В момент, когда в классе он показывал мне то, что должно было быть моей первой фразой в танце, в начале комбинации он был тут, рядом со мной, затем, в ее финале, он был уже там, в другом конце сцены. Между этими двумя частями комбинации была дыра во времени и пространстве, пропасть, которую невозможно было заполнить посредством выученных мной шагов.
Мерс сказал: «Ты ломаешь это, затем ты опять собираешь это вместе».
Потом сказал: «У тебя есть идея, затем ты меняешь ее».
Затем еще: «Я не работаю с идеями в точности».
Мы выехали на рассвете. Нам предстоял длинный путь по Лонг-Айленду к месту нашего следующего представления. Говорили немного, все чувствовали себя сонными и уставшими от длинного дня. К счастью для нас, ресторан, в котором мы планировали пообедать по дороге, был пуст. Мы сели за большой круглый деревянный стол, покрытый толстым слоем лака и украшенный фестонами по окружности. Этот общий круг, в котором оказалась наша компания, был необычен. Индивидуальности не были близки, не были в символической гармонии. Под пристальными взглядами портретов на стенах мы поддерживали неторопливое молчание, которое казалось бесконечно длинным. Наконец Джон Кейдж, сидящий рядом с Мерсом, заговорил. С вздыхающей интонацией он сказал: «Вот она, богемная жизнь». Никто не улыбнулся.
Мерс сказал: «Чтобы подготовиться, ты репетируешь, но ты не думаешь о репетициях именно как о подготовке».
Потом добавил: «Ты всегда можешь сделать что-то из того, что уже есть».
В импровизированном разговоре с композитором Гордоном Мамма, пока наши ноги топтали гравий по дороге в какой-то мотель или что-то вроде этого, он сказал: «Стиль – это повторение».
В выходной, во время самостоятельной работы на сцене Зеллербах в Беркли, импульсивно указывая в темноту и на дальний балкон, я спросил: «Как вы можете танцевать для кого-то, кто там, наверху?» Без колебания он ответил: «Ты представь, что ты сидишь рядом с ним».
Однажды в студии, между классом и репетицией, пока мы чавкали сэндвичами, я спросил его, что делать с тем, что не получаешь удовольствие от танца.
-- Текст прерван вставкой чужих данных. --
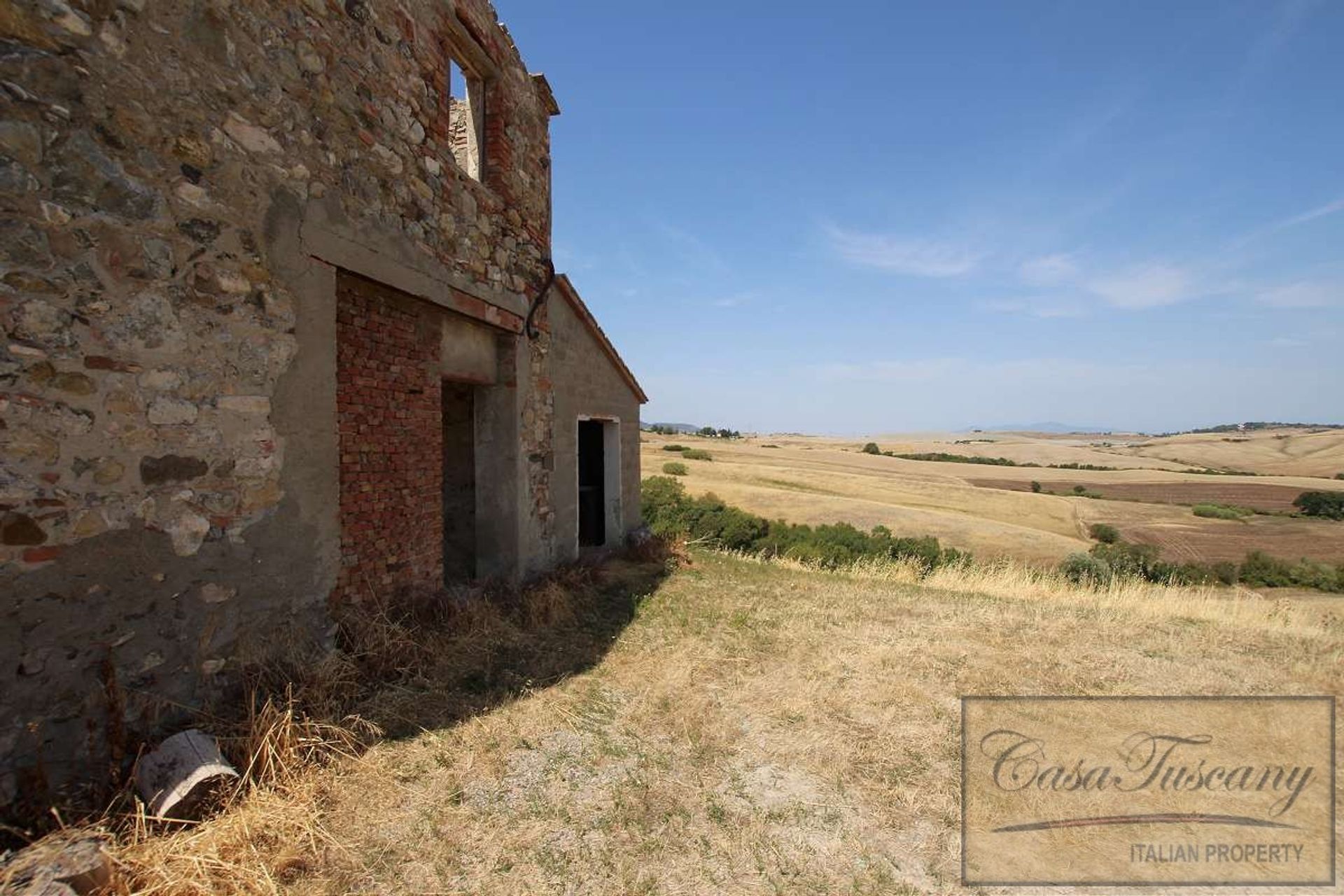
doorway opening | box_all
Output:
[580,421,606,548]
[441,380,476,583]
С таким видом, словно ему не понравился вопрос, он предложил представить, что однажды ты посвящен чему-то или кому-то, и ты сохраняешь приверженность этому даже тогда, когда удовольствие отсутствует, – и он упомянул о Марго Фонтейн, продолжающей ежедневные танцевальные репетиции, которые никогда не казались насилием над собой.
Его магическая способность появляться каждое утро даже свежее и энергичнее, чем я, который на 24 года его моложе, привела меня в конечном итоге к тому, чтобы пересмотреть знаменитую формулу Эйнштейна: E = MC2 стало MC = E2.
Дэвиду Тудору, который переделывал фортепианный концерт под живые электронные инструменты, Мерс не уставал повторять: «Ты обязан переучивать себя».
И потом сказал: «У меня никогда не было проблем с ритмом».
И еще добавил: «Гертруда Стайн понимала язык как ритм». Хм-м-м, сейчас я уже не уверен, возможно, он сказал «ритм как язык».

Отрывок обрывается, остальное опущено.